Aujourd'hui, c'est la journée internationale des stagiaires. L'occasion de revenir sur une proposition européenne qui prévoit la fin des stages non rémunérés.

Bientôt la fin des stages non rémunérés ?
Bientôt la fin des stages non rémunérés ? (iStock)

Par Fabiola Dor

Publié le 9 nov. 2020 à 20:57

Avec la crise sanitaire, les stages ont été massivement annulés ou décalés. La journée internationale du stagiaire, à l'initiative de l'International Coalition for Fair Internships (ICFI), ce mardi 10 novembre est l'occasion d'attirer l'attention sur leurs conditions de travail et de dénoncer les dérives de certaines entreprises.

Pour les protéger de cette crise économique propice aux abus, le 8 octobre, le parlement a adopté une nouvelle résolution sur la garantie pour la jeunesse , un programme européen, lancé en 2013 pour lutter contre le chômage des jeunes. L'ensemble des pays de l'Union Européenne s'engagent à ce que tous les jeunes âgés de moins de 25 ans puissent bénéficier d'une offre de qualité pour un emploi, une formation continue, un apprentissage ou un stage dans les quatre mois suivant la perte de leur emploi ou de leurs études.

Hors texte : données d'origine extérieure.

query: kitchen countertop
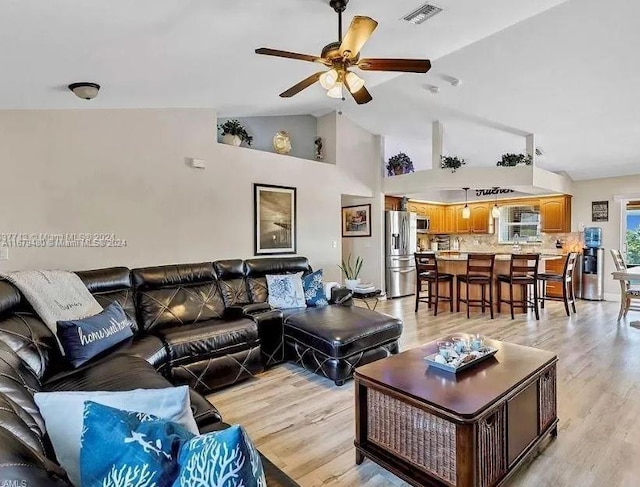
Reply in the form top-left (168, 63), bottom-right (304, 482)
top-left (438, 252), bottom-right (564, 262)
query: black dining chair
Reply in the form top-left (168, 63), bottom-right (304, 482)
top-left (415, 252), bottom-right (453, 316)
top-left (456, 254), bottom-right (496, 319)
top-left (538, 252), bottom-right (578, 316)
top-left (498, 254), bottom-right (540, 320)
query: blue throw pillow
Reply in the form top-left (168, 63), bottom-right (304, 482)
top-left (302, 269), bottom-right (329, 308)
top-left (34, 386), bottom-right (198, 487)
top-left (267, 272), bottom-right (307, 309)
top-left (57, 302), bottom-right (133, 367)
top-left (173, 425), bottom-right (267, 487)
top-left (80, 401), bottom-right (193, 487)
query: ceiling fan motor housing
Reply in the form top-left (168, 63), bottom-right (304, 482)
top-left (329, 0), bottom-right (349, 13)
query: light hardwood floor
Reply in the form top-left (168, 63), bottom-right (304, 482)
top-left (209, 298), bottom-right (640, 487)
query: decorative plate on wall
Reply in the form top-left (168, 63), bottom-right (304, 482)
top-left (273, 130), bottom-right (291, 155)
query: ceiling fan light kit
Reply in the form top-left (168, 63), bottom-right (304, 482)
top-left (67, 81), bottom-right (100, 100)
top-left (256, 0), bottom-right (431, 105)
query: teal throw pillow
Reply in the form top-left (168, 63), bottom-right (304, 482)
top-left (173, 425), bottom-right (267, 487)
top-left (80, 401), bottom-right (192, 487)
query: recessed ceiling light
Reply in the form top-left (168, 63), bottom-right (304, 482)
top-left (402, 3), bottom-right (442, 25)
top-left (68, 81), bottom-right (100, 100)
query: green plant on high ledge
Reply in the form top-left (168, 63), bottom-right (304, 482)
top-left (440, 156), bottom-right (467, 172)
top-left (218, 120), bottom-right (253, 146)
top-left (387, 152), bottom-right (414, 176)
top-left (338, 254), bottom-right (364, 281)
top-left (496, 153), bottom-right (533, 167)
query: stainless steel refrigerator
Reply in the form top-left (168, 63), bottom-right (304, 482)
top-left (385, 211), bottom-right (418, 298)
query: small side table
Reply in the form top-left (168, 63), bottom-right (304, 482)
top-left (352, 289), bottom-right (382, 311)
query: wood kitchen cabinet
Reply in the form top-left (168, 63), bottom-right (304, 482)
top-left (442, 205), bottom-right (457, 233)
top-left (469, 203), bottom-right (491, 233)
top-left (429, 205), bottom-right (447, 233)
top-left (540, 195), bottom-right (571, 233)
top-left (454, 205), bottom-right (471, 233)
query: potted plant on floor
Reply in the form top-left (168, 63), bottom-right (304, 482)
top-left (218, 120), bottom-right (253, 147)
top-left (440, 156), bottom-right (466, 172)
top-left (496, 153), bottom-right (533, 167)
top-left (387, 152), bottom-right (414, 176)
top-left (338, 254), bottom-right (364, 290)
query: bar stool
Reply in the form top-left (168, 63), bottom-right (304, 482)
top-left (498, 254), bottom-right (540, 320)
top-left (538, 252), bottom-right (578, 316)
top-left (456, 254), bottom-right (496, 319)
top-left (415, 252), bottom-right (453, 316)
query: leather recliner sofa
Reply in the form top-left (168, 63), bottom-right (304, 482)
top-left (0, 257), bottom-right (402, 487)
top-left (0, 268), bottom-right (298, 487)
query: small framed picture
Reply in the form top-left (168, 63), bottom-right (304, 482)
top-left (342, 205), bottom-right (371, 237)
top-left (591, 201), bottom-right (609, 222)
top-left (253, 184), bottom-right (297, 255)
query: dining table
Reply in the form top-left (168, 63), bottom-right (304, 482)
top-left (611, 266), bottom-right (640, 321)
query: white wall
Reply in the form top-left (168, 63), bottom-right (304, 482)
top-left (337, 116), bottom-right (384, 289)
top-left (384, 135), bottom-right (433, 171)
top-left (572, 175), bottom-right (640, 299)
top-left (0, 110), bottom-right (343, 279)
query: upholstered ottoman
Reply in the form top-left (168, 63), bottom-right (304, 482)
top-left (284, 305), bottom-right (402, 386)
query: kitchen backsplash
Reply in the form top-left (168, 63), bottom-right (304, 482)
top-left (418, 232), bottom-right (583, 253)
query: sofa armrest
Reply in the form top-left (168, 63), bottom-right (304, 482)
top-left (224, 302), bottom-right (271, 320)
top-left (252, 309), bottom-right (284, 367)
top-left (331, 287), bottom-right (353, 306)
top-left (0, 427), bottom-right (71, 487)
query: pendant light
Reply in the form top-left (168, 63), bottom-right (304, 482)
top-left (462, 188), bottom-right (471, 220)
top-left (491, 187), bottom-right (500, 218)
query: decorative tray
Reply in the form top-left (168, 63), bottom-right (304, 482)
top-left (424, 347), bottom-right (498, 374)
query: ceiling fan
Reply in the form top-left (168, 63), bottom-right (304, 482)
top-left (256, 0), bottom-right (431, 105)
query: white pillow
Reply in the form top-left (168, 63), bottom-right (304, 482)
top-left (267, 272), bottom-right (307, 309)
top-left (34, 386), bottom-right (199, 487)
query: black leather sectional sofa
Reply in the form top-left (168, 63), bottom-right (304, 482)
top-left (0, 258), bottom-right (402, 487)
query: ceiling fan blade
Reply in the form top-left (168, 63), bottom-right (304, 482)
top-left (256, 47), bottom-right (330, 66)
top-left (358, 59), bottom-right (431, 73)
top-left (280, 71), bottom-right (324, 98)
top-left (349, 86), bottom-right (373, 105)
top-left (340, 16), bottom-right (378, 59)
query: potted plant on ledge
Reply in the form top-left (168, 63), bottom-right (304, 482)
top-left (496, 153), bottom-right (533, 167)
top-left (338, 254), bottom-right (364, 291)
top-left (387, 152), bottom-right (414, 176)
top-left (218, 120), bottom-right (253, 147)
top-left (440, 156), bottom-right (466, 172)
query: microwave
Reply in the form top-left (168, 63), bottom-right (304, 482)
top-left (417, 216), bottom-right (431, 233)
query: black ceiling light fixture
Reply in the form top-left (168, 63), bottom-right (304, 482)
top-left (67, 81), bottom-right (100, 100)
top-left (491, 186), bottom-right (500, 218)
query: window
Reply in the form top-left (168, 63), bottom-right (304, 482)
top-left (625, 201), bottom-right (640, 266)
top-left (498, 205), bottom-right (542, 243)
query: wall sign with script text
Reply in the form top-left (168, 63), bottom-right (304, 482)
top-left (476, 188), bottom-right (515, 196)
top-left (591, 201), bottom-right (609, 222)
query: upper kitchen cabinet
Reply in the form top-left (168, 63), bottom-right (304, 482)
top-left (540, 195), bottom-right (571, 233)
top-left (469, 203), bottom-right (493, 233)
top-left (427, 205), bottom-right (447, 233)
top-left (454, 205), bottom-right (471, 233)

Dans cette nouvelle résolution, les législateurs européens demandent « des offres d'emploi, de formation, d'apprentissage ou de stage de bonne qualité, variées et adaptées, y compris une rémunération équitable », peut-on lire. Le texte condamne également la pratique des stages non rémunérés qu'il définit comme « une forme d'exploitation du travail des jeunes et une violation de leurs droits ». Pour rappel, en France, les entreprises ne sont pas tenues de rémunérer les stages de moins de deux mois. À partir de deux mois, la gratification minimum est de 600 euros mensuels.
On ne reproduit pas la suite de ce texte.